Oh look. Pearson is now offering an English proficiency exam to compete with ETS Global's TOEFL exam.

Now teachers can share their ClassDojo behaviorist tracking with other teachers.

Amazon launched Amazon Kindle Unlimited, an e-book subscription service, prompting some assclown at Forbes to write “Close the Libraries and Buy Everyone an Amazon Kindle Subscription.” (Do not link.) The news is “What You Should Know This Week” over on EML.

George Kroner responds to giddiness about Blackboard’s latest offerings. I love this line: “With what is probably the largest single group of educational technology software developers working under one roof, the biggest struggles of the year simply should not have been to figure out how to remove a dependency on a Java applet or how to host an app server in Amazon.”

Funding and Acquisitions

Mergers and acquisitions in education are up in the first half of 2014 – 160 transactions, up from 147 during the first half of last year – according to investment bank Berkery Noyes.

But there was no funding news this week? (Or none that I noted at least. Did the bubble burst?)

“Research”

The University of Arkansas Department of Education Reform issued a report on “The Productivity of Charter Schools,” arguing that they are more efficient than regular public schools. It’s a good example of “advocacy research,” Ted Kolderie tells NPR.

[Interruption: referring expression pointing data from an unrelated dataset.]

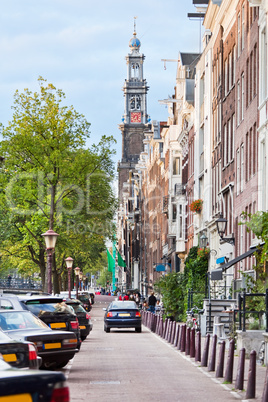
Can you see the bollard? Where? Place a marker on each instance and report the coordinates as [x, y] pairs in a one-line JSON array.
[[251, 388], [219, 372], [265, 388], [192, 343], [164, 328], [176, 340], [230, 364], [188, 340], [239, 383], [167, 328], [204, 360], [161, 327], [170, 331], [212, 362], [198, 347], [158, 324], [173, 332], [183, 338]]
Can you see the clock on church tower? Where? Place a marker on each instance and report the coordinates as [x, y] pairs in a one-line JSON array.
[[134, 121]]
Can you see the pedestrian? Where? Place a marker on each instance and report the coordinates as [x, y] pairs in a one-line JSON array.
[[152, 302]]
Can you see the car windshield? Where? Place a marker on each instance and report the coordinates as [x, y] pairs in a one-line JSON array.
[[123, 305], [20, 320], [77, 308], [39, 307]]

A new report from the New America Foundation says blah blah blah Common Core college readiness blah blah blah universities need to do more. Or something along those lines.

The OECD has issued a report on “Measuring Innovation in Education.” My article on the report is behind the EML paywall. But here’s WaPo’s Valerie Strauss on the topic.

“The Broad Institute, a biomedical research center, announced a $650 million donation for psychiatric research from the Stanley Family Foundation — one of the largest private gifts ever for scientific research.”

The NYT wrote more about Harvard last year than all community colleges combined.”

Principals in US Are More Likely to Consider Their Students Poor

This week in “no shit” science: Non-tenured teaching positions are linked to anxiety, stress and depression.

Research shows that Native American “team names and mascots can establish an unwelcome and hostile learning environment for AI/AN students. It also reveals that the presence of AI/AN mascots directly results in lower self-esteem and mental health for AI/AN adolescents and young adults.”

This Week in Plagiarism

Montana Senator John Walsh plagiarized parts of his master’s thesis from the Army War College.

12 year old Lauren Arrington made headlines with her science fair project on the invasive lionfish species. Turns out she lifted the research from “a grad student, Zack Jud, who published very similar results back in 2011 — work that Arrington’s father was an author on.”